Morgan Stanley cut its FY20 GDP growth target to 6.3 percent from 6.5 percent and for FY21 to 6.8 pe
rcent from 7.2 percent.
Most global brokerages cut earnings estimates for the current financial year and economic growth forecast given lower-than-expected earnings in Q1.
"Consensus Nifty FY20 EPS growth estimates are expected to fall to 25 percent from 31 percent and growth in FY21 is likely to be at 22 percent, which we have been expecting it to settle in the high-teens," said Credit Suisse in its India Strategy note.
The brokerage further said given the weak economic momentum, there are downside risks estimates. "Some economic weakness is de-stocking, which will become sharply positive when it turns but the turning point is not visible yet."
Morgan Stanley in its India Strategy note also said consensus earnings revision breadth turned down to its lowest level since 2015 and consensus has cut Sensex FY20 earnings growth target to 20 percent from 25 percent.
The two-year CAGR of earnings is down by 2 percent to 19 percent, it said, adding consolidated discretionary, financials and materials have been seeing the biggest downward revisions.
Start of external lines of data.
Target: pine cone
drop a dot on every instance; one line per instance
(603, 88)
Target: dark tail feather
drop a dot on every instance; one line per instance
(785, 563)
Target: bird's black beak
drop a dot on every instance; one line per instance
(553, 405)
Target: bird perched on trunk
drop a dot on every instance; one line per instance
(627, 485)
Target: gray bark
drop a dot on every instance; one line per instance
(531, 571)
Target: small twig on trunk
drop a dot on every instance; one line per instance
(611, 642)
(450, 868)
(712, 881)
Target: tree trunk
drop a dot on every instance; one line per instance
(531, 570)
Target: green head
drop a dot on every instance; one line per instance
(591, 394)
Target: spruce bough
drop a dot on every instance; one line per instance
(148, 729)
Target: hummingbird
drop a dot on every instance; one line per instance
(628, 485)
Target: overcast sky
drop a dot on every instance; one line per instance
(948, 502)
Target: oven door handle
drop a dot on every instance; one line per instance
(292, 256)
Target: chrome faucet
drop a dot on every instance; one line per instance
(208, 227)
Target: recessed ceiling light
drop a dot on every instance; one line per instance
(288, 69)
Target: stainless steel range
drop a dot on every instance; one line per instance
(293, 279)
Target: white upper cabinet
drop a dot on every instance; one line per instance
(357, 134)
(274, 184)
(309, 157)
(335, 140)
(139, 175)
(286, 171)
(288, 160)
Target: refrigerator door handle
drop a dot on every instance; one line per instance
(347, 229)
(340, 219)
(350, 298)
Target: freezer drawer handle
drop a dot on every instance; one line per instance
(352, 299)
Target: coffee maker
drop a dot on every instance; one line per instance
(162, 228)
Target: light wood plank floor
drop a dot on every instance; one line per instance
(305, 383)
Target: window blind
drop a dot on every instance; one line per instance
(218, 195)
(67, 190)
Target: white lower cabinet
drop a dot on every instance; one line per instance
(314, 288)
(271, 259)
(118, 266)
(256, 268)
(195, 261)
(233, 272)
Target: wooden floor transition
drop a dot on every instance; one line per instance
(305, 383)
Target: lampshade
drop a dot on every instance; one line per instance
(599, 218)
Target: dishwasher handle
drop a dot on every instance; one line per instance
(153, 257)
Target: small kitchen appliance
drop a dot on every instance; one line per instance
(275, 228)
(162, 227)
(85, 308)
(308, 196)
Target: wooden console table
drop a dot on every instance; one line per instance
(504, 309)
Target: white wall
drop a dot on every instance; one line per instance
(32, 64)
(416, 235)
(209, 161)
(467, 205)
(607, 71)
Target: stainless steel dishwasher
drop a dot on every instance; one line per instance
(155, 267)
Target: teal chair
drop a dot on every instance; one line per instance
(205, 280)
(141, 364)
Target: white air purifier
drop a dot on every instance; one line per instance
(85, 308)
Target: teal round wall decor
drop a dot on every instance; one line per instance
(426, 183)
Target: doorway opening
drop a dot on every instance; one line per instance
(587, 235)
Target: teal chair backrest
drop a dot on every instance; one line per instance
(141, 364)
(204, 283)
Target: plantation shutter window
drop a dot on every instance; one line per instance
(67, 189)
Hence, Morgan Stanley cut its FY20 GDP growth target to 6.3 percent from 6.5 percent and for FY21 to 6.8 percent from 7.2 percent.
In August monetary policy meeting, the Reserve Bank of India also lowered real or inflation-adjusted gross domestic product (GDP) to grow at 6.9 percent in 2019-20, lower than 7 percent it had projected in June.
The central bank expectedly cut the repo rate, at which banks borrow money from RBI, by 35 basis points to 5.4 percent, taking total rate cut to 110 bps this year.
"Beneficiaries of low interest rates are NTPC, Power Grid, Embassy REIT, ICICI Bank, Axis Bank and HDFC Bank.